Panax ginseng Mayer has been a popular herbal medicine in Eastern Asia for > 2,000 years. Recent studies have demonstrated various effects of ginseng, including antioxidant, antithrombotic, antihyperlipidemic, angiogenic, and anticancer effects [8], [9], [10], [11], [12]. Korean Red Ginseng (KRG), produced by repeated heating and drying of the root of ginseng, has strong potent pharmacological actions effective in the treatment of several human diseases. In DM, KRG not only improves glucose control but also enhances the renal, auditory, and immune functions [13], [14], [15], [16], [17].

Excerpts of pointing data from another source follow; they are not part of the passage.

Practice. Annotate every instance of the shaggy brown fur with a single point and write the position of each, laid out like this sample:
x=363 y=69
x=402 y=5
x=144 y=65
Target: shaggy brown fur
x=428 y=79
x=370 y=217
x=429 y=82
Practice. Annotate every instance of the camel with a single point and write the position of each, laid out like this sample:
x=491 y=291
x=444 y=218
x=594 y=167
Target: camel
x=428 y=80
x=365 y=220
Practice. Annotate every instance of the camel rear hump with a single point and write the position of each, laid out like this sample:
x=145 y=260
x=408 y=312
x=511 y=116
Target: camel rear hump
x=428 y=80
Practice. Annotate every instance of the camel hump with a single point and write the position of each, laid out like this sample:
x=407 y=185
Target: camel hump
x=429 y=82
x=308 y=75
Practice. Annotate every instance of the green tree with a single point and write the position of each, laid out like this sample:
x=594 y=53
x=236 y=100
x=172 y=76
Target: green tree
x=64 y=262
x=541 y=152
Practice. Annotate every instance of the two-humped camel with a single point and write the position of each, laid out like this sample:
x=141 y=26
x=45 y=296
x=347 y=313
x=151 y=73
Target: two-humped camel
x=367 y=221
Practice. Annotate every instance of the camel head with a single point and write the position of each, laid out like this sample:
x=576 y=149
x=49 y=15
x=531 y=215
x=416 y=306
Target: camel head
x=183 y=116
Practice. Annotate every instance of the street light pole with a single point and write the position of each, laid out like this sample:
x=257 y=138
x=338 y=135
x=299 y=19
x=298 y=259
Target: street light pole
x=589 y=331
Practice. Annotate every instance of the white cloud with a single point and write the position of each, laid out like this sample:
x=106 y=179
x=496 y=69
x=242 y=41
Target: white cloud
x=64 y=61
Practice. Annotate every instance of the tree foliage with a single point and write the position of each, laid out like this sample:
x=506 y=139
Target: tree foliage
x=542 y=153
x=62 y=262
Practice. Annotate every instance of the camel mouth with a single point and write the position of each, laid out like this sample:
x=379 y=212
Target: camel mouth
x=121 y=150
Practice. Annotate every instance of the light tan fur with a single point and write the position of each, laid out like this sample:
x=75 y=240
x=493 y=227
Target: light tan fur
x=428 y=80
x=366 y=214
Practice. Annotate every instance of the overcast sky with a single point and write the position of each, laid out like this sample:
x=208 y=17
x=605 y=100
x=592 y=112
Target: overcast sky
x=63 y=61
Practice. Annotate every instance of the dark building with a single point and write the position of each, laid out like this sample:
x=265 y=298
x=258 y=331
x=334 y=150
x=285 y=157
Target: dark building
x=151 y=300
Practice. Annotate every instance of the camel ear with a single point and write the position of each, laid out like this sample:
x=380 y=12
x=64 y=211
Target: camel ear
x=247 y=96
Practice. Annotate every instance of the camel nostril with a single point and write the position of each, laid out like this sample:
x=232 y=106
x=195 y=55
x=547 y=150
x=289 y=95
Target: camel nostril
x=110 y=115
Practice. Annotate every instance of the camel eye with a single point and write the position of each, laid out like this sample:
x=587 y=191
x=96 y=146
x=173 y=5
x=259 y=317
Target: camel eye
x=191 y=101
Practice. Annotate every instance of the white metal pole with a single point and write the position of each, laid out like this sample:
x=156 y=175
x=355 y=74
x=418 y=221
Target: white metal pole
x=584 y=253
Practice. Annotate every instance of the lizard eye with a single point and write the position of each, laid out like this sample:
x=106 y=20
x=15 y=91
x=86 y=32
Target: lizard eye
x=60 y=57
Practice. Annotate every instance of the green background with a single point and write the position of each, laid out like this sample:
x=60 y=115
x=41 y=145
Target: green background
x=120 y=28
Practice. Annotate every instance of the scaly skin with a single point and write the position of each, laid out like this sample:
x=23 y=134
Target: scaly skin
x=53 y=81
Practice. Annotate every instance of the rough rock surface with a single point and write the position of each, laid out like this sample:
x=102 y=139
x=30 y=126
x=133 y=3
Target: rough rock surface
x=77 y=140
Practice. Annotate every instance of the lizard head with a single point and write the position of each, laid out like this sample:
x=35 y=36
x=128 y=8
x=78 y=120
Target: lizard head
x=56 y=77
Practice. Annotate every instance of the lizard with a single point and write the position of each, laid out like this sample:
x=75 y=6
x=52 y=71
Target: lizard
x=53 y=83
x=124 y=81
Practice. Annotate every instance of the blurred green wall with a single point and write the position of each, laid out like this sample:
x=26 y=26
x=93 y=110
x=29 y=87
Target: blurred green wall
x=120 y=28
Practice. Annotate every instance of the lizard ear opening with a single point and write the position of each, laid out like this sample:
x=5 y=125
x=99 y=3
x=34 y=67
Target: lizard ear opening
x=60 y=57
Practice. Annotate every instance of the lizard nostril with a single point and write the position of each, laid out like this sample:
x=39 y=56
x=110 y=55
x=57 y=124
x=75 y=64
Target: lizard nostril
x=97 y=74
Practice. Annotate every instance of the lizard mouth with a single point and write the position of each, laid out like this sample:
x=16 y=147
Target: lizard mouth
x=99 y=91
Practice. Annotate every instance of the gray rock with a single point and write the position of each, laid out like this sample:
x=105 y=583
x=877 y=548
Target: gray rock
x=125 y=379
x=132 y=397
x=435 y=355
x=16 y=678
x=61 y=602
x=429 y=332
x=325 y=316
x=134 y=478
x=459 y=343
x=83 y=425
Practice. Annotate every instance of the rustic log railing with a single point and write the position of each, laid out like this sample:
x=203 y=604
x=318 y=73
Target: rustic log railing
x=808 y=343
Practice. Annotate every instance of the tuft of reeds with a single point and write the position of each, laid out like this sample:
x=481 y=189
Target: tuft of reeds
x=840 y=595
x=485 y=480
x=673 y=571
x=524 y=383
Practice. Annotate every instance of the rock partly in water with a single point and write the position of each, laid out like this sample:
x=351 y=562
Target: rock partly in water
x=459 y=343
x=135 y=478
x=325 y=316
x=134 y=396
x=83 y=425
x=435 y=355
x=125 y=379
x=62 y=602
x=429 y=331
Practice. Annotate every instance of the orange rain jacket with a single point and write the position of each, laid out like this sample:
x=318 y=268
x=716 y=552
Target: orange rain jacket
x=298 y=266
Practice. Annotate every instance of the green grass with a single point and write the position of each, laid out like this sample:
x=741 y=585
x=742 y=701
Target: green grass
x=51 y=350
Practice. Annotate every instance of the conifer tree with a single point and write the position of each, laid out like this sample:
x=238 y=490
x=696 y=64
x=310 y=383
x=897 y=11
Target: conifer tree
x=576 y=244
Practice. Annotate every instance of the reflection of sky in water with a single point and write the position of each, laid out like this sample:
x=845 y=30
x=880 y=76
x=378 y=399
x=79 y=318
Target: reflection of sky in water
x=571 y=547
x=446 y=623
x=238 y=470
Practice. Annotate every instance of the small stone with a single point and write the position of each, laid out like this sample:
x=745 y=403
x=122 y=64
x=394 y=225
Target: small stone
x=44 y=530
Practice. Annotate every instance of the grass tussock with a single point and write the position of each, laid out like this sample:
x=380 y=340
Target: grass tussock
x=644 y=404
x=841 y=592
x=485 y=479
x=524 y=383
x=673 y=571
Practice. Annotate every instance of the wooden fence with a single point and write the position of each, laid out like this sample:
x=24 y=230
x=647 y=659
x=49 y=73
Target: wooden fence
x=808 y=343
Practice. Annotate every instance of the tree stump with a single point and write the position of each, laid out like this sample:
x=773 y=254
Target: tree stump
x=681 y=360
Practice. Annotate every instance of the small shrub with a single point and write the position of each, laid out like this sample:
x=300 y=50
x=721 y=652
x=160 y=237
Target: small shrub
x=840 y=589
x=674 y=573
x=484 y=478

Microarrays are high-throughput genomic tools that offer the fastest and most comprehensive molecular evaluations [18]. Over the past few years, microarrays have been used to compare the global changes in gene expression profiles to enable researchers investigate the molecular and functional alterations of genes in human diseases such as DM [19], [20], [21], [22].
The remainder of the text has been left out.